So I've forgotten what the conditions for when a matrix has zero, one and infinitely many solutions. Starting with this matrix:
$$
\begin{align}
&\left[\begin{array}{rrr|r}
1 & 1 & -1 & 0 \\
2 & -1 & -5 & 3\\
-1 & 2 & a^2+3a & -3a
\end{array}\right]
\end{align}
$$
I reduced this to:
$$
\left[\begin{array}{rrr|r}
1 & 1 & -1 & 0 \\
0 & -1 & -1 & 1\\
0 & 0 & a^2+3a-4 & -3a+3
\end{array}\right]
$$
But I'm not sure when this would have zero, one, or infinitely solutions.
Thanks in advance.
Best Answer
If $a^2 + 3a - 4 = 0$ and $-3a +3 =0$ then you will have infinitely many solutions.

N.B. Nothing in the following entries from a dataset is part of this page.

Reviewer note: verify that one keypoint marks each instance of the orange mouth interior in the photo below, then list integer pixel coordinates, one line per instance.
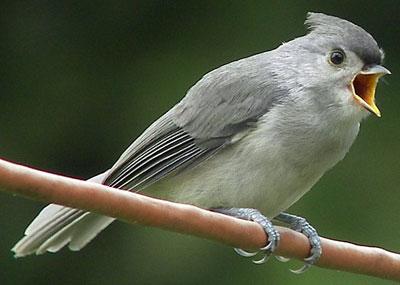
(363, 88)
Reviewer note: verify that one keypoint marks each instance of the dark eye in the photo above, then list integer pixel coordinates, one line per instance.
(337, 57)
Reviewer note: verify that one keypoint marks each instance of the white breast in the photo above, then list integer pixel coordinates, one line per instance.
(269, 169)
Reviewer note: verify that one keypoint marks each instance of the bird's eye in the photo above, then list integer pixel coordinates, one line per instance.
(337, 57)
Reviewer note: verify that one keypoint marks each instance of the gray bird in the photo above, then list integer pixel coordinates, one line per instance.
(250, 137)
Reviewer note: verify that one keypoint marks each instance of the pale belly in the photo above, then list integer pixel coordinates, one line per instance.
(253, 173)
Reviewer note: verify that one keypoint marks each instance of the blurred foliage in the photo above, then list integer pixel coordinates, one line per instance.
(81, 79)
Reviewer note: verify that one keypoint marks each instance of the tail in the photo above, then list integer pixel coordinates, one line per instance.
(56, 226)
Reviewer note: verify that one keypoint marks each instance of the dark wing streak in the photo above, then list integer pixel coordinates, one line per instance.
(153, 163)
(121, 171)
(164, 166)
(147, 159)
(169, 168)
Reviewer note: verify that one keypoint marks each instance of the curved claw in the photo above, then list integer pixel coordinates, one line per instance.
(268, 247)
(302, 269)
(281, 258)
(244, 253)
(262, 260)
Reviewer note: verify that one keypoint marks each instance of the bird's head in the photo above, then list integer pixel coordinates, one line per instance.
(340, 61)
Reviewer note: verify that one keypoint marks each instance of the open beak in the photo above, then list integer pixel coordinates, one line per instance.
(363, 87)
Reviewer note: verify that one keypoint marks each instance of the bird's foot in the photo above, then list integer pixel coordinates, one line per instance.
(301, 225)
(255, 216)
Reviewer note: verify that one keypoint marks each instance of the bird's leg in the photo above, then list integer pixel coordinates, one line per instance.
(301, 225)
(255, 216)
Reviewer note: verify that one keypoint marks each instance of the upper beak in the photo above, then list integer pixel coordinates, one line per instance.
(363, 87)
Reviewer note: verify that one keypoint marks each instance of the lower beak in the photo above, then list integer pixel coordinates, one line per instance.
(364, 84)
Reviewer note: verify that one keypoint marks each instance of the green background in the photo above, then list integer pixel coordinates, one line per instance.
(81, 79)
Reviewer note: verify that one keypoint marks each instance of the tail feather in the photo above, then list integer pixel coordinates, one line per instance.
(56, 226)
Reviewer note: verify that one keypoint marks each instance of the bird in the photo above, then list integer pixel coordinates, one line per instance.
(248, 139)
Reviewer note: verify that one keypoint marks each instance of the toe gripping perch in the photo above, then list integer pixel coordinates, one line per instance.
(296, 223)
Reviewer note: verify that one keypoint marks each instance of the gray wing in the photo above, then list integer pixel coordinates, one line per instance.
(221, 105)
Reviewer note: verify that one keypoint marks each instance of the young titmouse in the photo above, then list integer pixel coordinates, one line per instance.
(250, 137)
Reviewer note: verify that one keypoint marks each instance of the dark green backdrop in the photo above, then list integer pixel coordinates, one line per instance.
(81, 79)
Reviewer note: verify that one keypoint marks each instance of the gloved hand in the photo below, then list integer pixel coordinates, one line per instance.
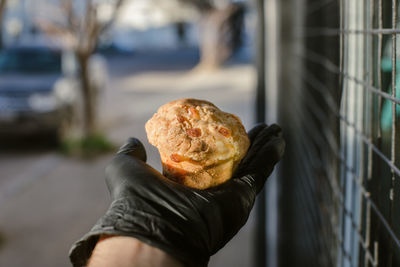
(189, 224)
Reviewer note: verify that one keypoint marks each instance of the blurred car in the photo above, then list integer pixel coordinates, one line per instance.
(39, 89)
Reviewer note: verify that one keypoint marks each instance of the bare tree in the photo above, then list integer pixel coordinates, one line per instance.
(221, 30)
(2, 11)
(81, 30)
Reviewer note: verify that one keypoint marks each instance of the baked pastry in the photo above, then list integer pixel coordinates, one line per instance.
(200, 146)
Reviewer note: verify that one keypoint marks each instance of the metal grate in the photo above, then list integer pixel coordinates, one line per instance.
(341, 114)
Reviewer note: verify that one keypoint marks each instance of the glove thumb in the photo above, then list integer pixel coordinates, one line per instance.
(134, 148)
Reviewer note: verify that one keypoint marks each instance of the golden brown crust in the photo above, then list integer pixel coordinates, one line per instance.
(200, 145)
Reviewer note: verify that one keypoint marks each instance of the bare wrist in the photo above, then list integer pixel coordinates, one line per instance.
(129, 252)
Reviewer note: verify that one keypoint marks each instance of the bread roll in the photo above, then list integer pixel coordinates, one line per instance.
(200, 146)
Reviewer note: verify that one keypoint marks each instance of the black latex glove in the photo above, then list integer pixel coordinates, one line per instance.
(189, 224)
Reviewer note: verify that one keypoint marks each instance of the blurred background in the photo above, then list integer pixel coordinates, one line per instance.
(79, 77)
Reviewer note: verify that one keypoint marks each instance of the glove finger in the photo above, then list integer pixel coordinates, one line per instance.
(272, 152)
(265, 135)
(134, 148)
(255, 131)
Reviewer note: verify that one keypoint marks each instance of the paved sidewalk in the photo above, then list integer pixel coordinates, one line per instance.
(62, 199)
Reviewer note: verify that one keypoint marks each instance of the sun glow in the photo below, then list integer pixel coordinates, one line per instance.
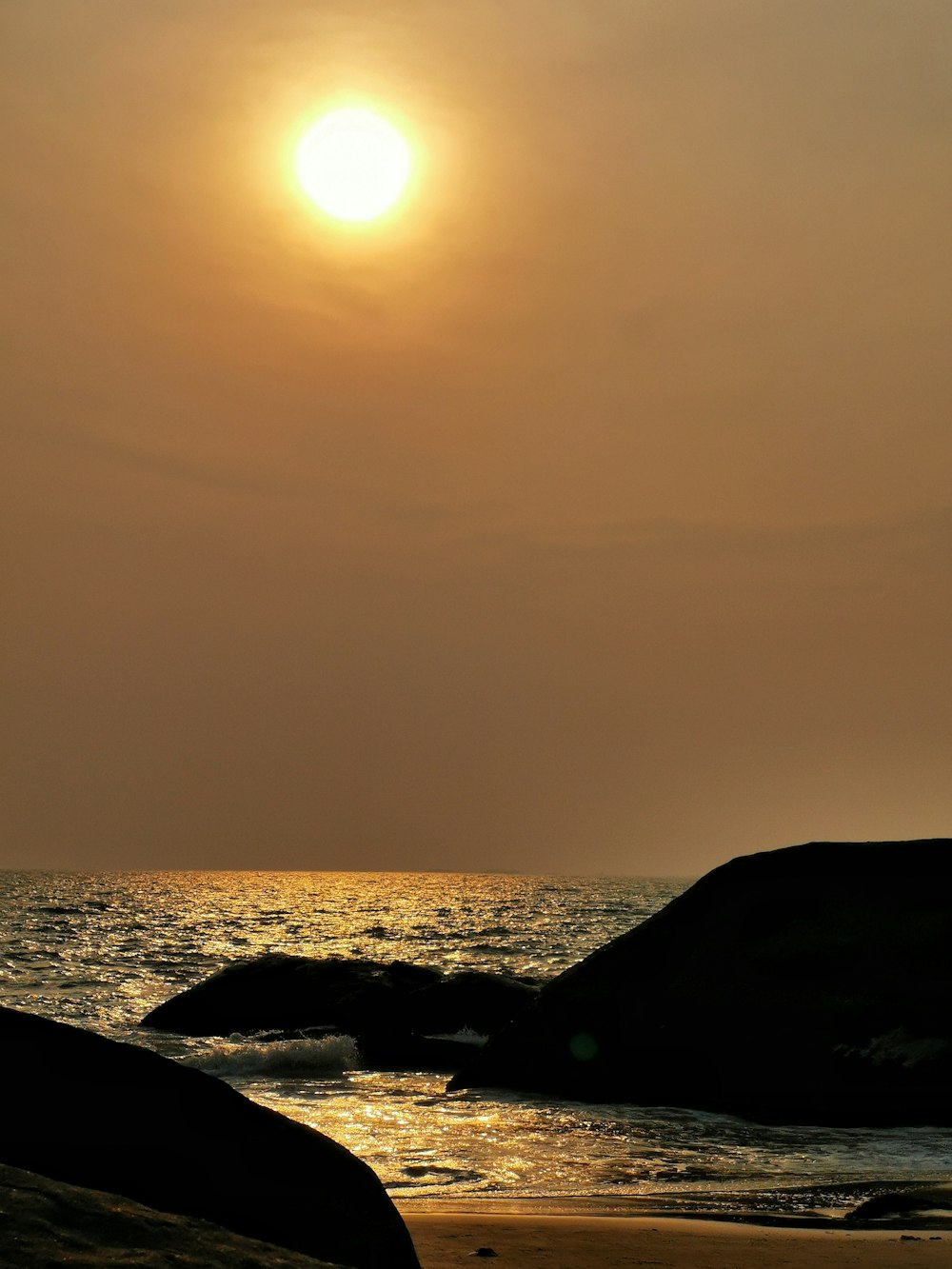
(353, 164)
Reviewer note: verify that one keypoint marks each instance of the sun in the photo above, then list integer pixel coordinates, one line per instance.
(353, 164)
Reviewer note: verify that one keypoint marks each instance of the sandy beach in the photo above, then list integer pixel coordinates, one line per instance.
(446, 1241)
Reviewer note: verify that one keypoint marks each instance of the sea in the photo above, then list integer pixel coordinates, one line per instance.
(101, 949)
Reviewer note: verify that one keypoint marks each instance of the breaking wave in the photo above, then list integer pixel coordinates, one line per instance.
(291, 1058)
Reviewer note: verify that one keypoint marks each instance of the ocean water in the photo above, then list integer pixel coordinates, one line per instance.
(99, 949)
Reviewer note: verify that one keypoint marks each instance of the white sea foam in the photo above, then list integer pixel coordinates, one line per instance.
(280, 1058)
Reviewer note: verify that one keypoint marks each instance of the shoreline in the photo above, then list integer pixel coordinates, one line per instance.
(635, 1208)
(573, 1241)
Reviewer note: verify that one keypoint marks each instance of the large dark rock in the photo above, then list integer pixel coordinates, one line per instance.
(114, 1117)
(388, 1006)
(48, 1222)
(803, 985)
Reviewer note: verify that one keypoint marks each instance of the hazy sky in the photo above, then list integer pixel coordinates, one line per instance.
(593, 515)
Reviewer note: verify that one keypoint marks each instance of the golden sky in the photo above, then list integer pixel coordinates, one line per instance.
(590, 514)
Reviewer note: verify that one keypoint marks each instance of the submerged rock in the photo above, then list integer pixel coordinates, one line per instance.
(118, 1119)
(48, 1222)
(809, 985)
(391, 1008)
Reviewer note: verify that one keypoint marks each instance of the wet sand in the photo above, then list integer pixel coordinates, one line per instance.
(448, 1241)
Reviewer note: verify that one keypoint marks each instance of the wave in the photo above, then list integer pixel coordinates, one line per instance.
(289, 1058)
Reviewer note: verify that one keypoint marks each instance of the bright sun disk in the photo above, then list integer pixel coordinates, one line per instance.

If $a^2 + 3a - 4 = 0$ and $-3a+3\neq 0$, then you will not have any solutions. The point is that a row $(0\quad 0\quad 0\quad 1)$ will correspond to the equation $0x_1 + 0x_2 + 0x_3 = 1$.
If $a^2 + 3a - 4 \neq 0$ then you will have exactly one solution.